India: SEBI Aims To Stimulate InvITs And REITs By Allowing Upto 25% Participation By Strategic Investors Through Public Offer For The First Time

1. INTRODUCTION

The Securities and Exchange Board of India ("SEBI") released a circular (the "Circular")1 on January 18, 2018, outlining the operational modalities for participation by strategic investors in Infrastructure Investment Trusts ("InvITs") and Real Estate Investment Trusts ("REITs") under the SEBI (Infrastructure Investment Trusts) Regulations, 2014 (the "InvIT Regulations") and the SEBI (Real Estate Investment Trusts) Regulations, 2014 ("REIT Regulations") respectively.

The InvIT Regulations and REIT Regulations (as amended pursuant to a SEBI notification2 dated December 15, 2017), both define "strategic investors" on similar lines to include infrastructure finance companies registered with the Reserve Bank of India (the "RBI") as Non-Banking Financial Companies ("NBFCs"), scheduled commercial banks, international multilateral financial institutions,3 systemically important NBFCs registered with the RBI and foreign portfolio investors.

Strategic investors were recently allowed to subscribe to debt funds issued by REITs and InvITs. However, they were not allowed to subscribe to public offerings. The Circular has now opened up a new form of investment by allowing strategic investors to subscribe to REITs and InvITs units, up to a maximum of 25 per cent (twenty five per cent) (and a minimum of 5 (five) per cent) of the total offer size.

Strategic investors therefore may invest through the additional subscription route, providing further impetus for REITs and InvITs.

Generally, strategic investors are allowed to invest in InvITs and REITs, subject to the terms of Chapter VI of the InvIT Regulations and REIT Regulations respectively.

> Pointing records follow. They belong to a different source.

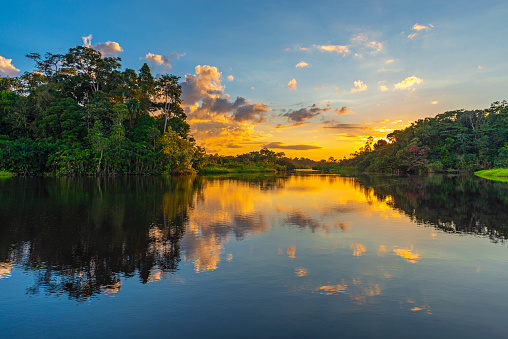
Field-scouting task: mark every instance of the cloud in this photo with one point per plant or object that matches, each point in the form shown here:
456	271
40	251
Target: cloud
163	60
107	49
281	145
367	43
382	86
342	110
418	27
299	117
217	121
340	125
302	64
408	82
334	48
359	87
7	68
251	112
292	85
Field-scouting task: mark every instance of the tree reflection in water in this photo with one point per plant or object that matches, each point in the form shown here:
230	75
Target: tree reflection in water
80	236
457	204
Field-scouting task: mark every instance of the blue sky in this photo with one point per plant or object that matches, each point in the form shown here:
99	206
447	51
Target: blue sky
365	68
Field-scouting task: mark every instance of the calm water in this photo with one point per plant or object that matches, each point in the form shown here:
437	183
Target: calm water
254	256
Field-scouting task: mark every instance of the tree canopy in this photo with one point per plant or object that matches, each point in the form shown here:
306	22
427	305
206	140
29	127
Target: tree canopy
78	113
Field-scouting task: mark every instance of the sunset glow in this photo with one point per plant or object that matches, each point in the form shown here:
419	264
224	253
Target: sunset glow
247	81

Mandatory disclosures in offer documents for the issue of InvIT and REIT units requires the disclosure of 'commitments received from strategic investors, if any'.4 However, no other specific provisions or conditions governing investments by strategic investors, were provided earlier.

The Circular, however, introduces further conditions, which must be adhered to.

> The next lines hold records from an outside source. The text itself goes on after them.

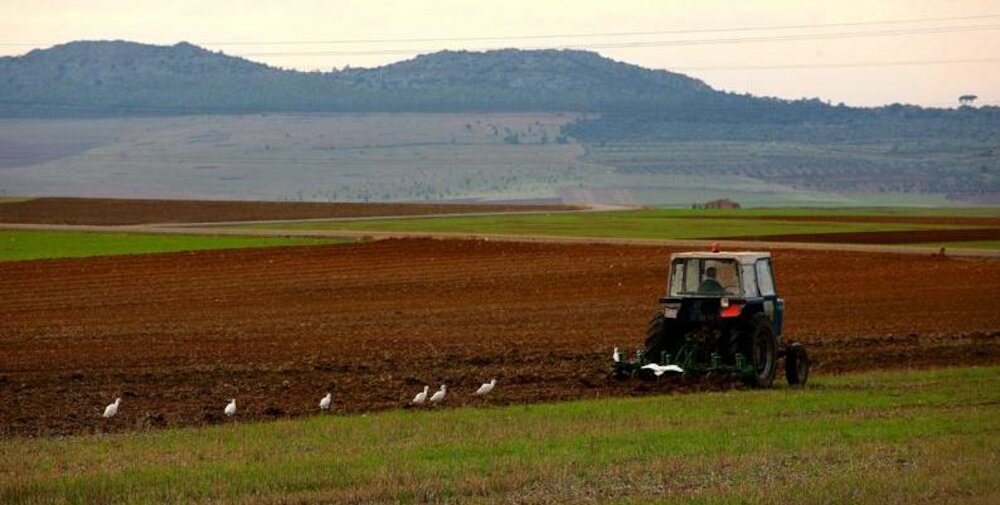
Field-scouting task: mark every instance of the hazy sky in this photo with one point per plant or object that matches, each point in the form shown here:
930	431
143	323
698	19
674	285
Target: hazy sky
864	61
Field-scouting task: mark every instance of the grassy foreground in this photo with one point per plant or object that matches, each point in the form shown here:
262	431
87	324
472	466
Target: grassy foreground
28	245
892	437
653	224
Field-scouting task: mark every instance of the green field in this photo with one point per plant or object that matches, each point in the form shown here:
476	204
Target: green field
655	224
28	245
881	437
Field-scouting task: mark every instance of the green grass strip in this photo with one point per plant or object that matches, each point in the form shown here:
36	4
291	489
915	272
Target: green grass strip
892	437
653	224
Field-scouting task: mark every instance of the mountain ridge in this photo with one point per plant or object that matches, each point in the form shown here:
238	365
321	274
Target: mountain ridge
122	78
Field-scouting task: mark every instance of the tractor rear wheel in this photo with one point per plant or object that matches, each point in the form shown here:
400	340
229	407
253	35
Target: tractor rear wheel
660	338
763	351
796	365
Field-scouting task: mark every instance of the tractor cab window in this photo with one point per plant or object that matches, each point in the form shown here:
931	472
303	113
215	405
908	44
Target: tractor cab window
749	281
705	277
764	278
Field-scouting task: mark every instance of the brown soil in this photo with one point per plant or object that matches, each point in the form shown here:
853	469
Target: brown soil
176	335
885	237
98	211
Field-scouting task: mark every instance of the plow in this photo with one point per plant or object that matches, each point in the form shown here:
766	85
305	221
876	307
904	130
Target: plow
721	316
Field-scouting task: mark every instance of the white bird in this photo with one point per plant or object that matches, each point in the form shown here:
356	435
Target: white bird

2. EFFECTS OF THE CIRCULAR

The Circular requires InvITs and REITs inviting subscriptions from strategic investors, to mandatorily enter into a binding unit subscription agreement with them. Such subscription agreement and the offer document (draft or final) should mandatorily include details such as the name of each strategic investor, the number of units proposed to be subscribed by it or the investment amount, the proposed subscription price per unit and other details related to the subscription.

In particular, note that the price at which a strategic investor has agreed to buy units should not be less than the issue price determined in the public issue. Further, the entire subscription price must be deposited into a special escrow account, prior to opening of the public issue.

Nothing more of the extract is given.